Cette idéologie est particulièrement perverse en ce qu'elle pose que les motivations qui sous-tendent les activités humaines sont indirectes, et se prêtent donc à une rémunération. Pourquoi le boucher n'aimerait-il pas couper la viande, le boulanger faire du bon pain ?

Bien sûr, des avantages indirects peuvent entrer en compte : reconnaissance sociale, pouvoir, prospérité ; mais pour une part importante des acteurs sociaux (non pas seulement les scientifiques et les artistes, mais grand nombre de médecins et infirmiers, d'enseignants, de travailleurs sociaux, d'ingénieurs et de bricoleurs divers), les satisfactions directes priment largement.
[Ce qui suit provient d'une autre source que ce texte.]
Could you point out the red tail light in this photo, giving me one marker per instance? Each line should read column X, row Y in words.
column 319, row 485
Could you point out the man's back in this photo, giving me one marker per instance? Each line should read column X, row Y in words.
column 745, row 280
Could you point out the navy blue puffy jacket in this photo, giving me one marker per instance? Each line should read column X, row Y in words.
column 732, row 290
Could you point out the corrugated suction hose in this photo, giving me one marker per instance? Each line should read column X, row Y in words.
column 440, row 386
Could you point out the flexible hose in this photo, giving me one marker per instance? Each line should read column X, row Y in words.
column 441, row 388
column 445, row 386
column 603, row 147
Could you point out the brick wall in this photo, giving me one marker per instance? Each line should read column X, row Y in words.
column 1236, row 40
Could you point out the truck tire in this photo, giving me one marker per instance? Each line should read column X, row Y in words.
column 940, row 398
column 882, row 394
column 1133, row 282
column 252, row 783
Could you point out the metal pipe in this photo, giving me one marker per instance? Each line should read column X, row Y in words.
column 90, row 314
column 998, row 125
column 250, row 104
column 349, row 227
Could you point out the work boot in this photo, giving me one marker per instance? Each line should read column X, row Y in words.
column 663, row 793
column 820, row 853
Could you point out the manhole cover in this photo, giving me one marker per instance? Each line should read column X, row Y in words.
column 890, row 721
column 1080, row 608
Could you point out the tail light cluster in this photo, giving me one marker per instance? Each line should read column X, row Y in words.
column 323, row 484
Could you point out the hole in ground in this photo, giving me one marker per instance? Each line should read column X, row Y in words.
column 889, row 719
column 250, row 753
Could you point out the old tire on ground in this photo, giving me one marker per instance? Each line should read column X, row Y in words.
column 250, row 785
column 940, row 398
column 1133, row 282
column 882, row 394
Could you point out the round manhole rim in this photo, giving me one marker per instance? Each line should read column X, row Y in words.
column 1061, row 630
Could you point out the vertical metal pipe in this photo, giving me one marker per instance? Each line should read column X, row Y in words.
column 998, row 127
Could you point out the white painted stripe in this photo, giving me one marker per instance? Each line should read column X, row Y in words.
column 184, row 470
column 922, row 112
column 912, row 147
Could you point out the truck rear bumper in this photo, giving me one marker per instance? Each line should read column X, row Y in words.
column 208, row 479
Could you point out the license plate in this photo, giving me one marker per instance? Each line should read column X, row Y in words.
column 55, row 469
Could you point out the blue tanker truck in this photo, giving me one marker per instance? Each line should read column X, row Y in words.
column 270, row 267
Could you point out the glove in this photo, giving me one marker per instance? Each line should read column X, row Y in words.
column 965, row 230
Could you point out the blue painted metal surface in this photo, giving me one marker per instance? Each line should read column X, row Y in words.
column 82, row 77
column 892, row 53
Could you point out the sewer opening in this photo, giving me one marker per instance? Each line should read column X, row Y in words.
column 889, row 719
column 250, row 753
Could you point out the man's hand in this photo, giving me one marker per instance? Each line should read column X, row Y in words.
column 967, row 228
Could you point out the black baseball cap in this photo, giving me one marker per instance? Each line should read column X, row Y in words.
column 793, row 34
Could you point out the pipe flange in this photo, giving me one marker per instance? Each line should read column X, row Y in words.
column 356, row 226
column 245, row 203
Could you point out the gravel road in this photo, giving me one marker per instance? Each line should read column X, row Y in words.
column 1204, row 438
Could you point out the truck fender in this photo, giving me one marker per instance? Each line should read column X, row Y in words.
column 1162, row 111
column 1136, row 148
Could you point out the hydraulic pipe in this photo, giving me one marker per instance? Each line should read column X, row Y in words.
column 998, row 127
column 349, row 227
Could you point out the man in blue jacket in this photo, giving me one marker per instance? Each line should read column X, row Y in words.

La rémunération induit des effets délétères formidables : elle justifie des activités artificielles, en fin de compte inutiles, souvent nuisibles (bullshit jobs, selon David Graeber) ; elle fonde le besoin de la monnaie pour convertir (par le mécanisme du crédit) les valorisations subjectives des projets humains en grandeurs quantitatives, à fins de comparaison, de sélection, d'optimisation.